Estimation of petrophysical properties is essential for accurate reservoir predictions. In recent years, extensive work has been dedicated into training different machine-learning (ML) models to predict petrophysical properties of digital rock using dry rock images along with data from single-phase direct simulations, such as lattice Boltzmann method (LBM) and finite volume method (FVM). The objective of this paper is to present a comprehensive literature review on petrophysical properties estimation from dry rock images using different ML workflows and direct simulation methods. The review provides detailed comparison between different ML algorithms that have been used in the literature to estimate porosity, permeability, tortuosity, and effective diffusivity. In this paper, various ML workflows from the literature are screened and compared in terms of the training data set, the testing data set, the extracted features, the algorithms employed as well as their accuracy.
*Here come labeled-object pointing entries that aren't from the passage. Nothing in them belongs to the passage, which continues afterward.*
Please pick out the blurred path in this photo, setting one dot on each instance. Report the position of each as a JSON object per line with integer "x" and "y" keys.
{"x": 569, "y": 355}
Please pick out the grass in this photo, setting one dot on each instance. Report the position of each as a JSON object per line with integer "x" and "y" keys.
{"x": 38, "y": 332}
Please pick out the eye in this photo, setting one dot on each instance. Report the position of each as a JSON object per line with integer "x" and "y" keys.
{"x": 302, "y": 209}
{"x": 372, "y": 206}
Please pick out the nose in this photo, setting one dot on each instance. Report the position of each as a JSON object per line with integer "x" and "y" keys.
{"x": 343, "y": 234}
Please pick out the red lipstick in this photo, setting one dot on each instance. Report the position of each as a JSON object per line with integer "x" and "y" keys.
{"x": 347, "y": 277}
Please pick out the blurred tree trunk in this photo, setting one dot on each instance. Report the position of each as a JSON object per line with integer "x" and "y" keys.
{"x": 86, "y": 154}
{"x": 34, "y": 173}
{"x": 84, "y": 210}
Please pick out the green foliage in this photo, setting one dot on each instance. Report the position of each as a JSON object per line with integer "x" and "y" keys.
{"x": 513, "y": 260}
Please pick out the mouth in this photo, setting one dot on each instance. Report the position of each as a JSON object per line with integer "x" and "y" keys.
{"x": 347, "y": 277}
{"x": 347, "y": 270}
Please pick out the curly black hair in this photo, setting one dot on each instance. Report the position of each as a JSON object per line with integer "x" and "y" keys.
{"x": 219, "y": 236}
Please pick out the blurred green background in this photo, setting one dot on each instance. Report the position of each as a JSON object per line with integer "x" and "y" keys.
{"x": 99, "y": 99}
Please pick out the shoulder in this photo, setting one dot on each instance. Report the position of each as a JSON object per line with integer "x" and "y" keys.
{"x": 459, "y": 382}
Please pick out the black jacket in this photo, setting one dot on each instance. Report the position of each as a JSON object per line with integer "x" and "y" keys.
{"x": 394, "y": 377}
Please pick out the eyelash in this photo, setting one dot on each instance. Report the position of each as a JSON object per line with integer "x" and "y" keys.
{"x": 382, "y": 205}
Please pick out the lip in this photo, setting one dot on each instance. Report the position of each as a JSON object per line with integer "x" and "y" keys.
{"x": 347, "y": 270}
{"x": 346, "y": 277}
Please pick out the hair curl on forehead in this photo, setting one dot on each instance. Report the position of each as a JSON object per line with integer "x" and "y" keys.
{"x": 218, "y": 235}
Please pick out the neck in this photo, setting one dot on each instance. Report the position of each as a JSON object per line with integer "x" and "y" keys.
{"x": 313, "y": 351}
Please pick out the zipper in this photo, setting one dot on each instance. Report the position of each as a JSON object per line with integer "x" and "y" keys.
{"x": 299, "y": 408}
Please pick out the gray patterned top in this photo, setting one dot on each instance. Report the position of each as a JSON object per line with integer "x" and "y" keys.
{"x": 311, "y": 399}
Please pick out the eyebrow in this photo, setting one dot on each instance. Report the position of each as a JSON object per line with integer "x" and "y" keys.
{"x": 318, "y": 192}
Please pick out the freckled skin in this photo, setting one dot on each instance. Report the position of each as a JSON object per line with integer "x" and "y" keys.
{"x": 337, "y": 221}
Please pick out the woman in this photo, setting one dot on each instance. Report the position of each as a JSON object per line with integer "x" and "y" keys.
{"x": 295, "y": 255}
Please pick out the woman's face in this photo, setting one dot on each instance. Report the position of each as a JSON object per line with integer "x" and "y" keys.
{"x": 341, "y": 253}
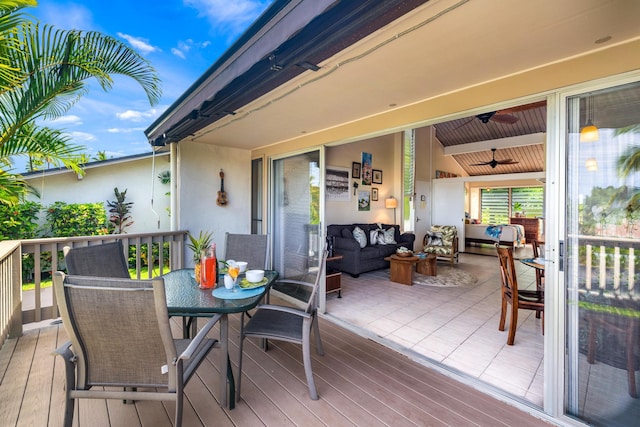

A thorough description of the most commonly used algorithms is also provided to better understand the functionality of these algorithms to encode the relationship between the rock images and their respective petrophysical properties. The review of various ML workflows for estimating rock petrophysical properties from dry images shows that models trained using features extracted from the image (physics-informed models) outperformed models trained on the dry images directly. In addition, certain tree-based ML algorithms, such as random forest, gradient boosting, and extreme gradient boosting can produce accurate predictions that are comparable to deep learning algorithms such as deep neural networks (DNNs) and convolutional neural networks (CNNs). To the best of our knowledge, this is the first work dedicated to exploring and comparing between different ML frameworks that have recently been used to accurately and efficiently estimate rock petrophysical properties from images. This work will enable other researchers to have a broad understanding about the topic and help in developing new ML workflows or further modifying exiting ones in order to improve the characterization of rock properties. Also, this comparison represents a guide to understand the performance and applicability of different ML algorithms. Moreover, the review helps the researchers in this area to cope with digital innovations in porous media characterization in this fourth industrial age – oil and gas 4.0.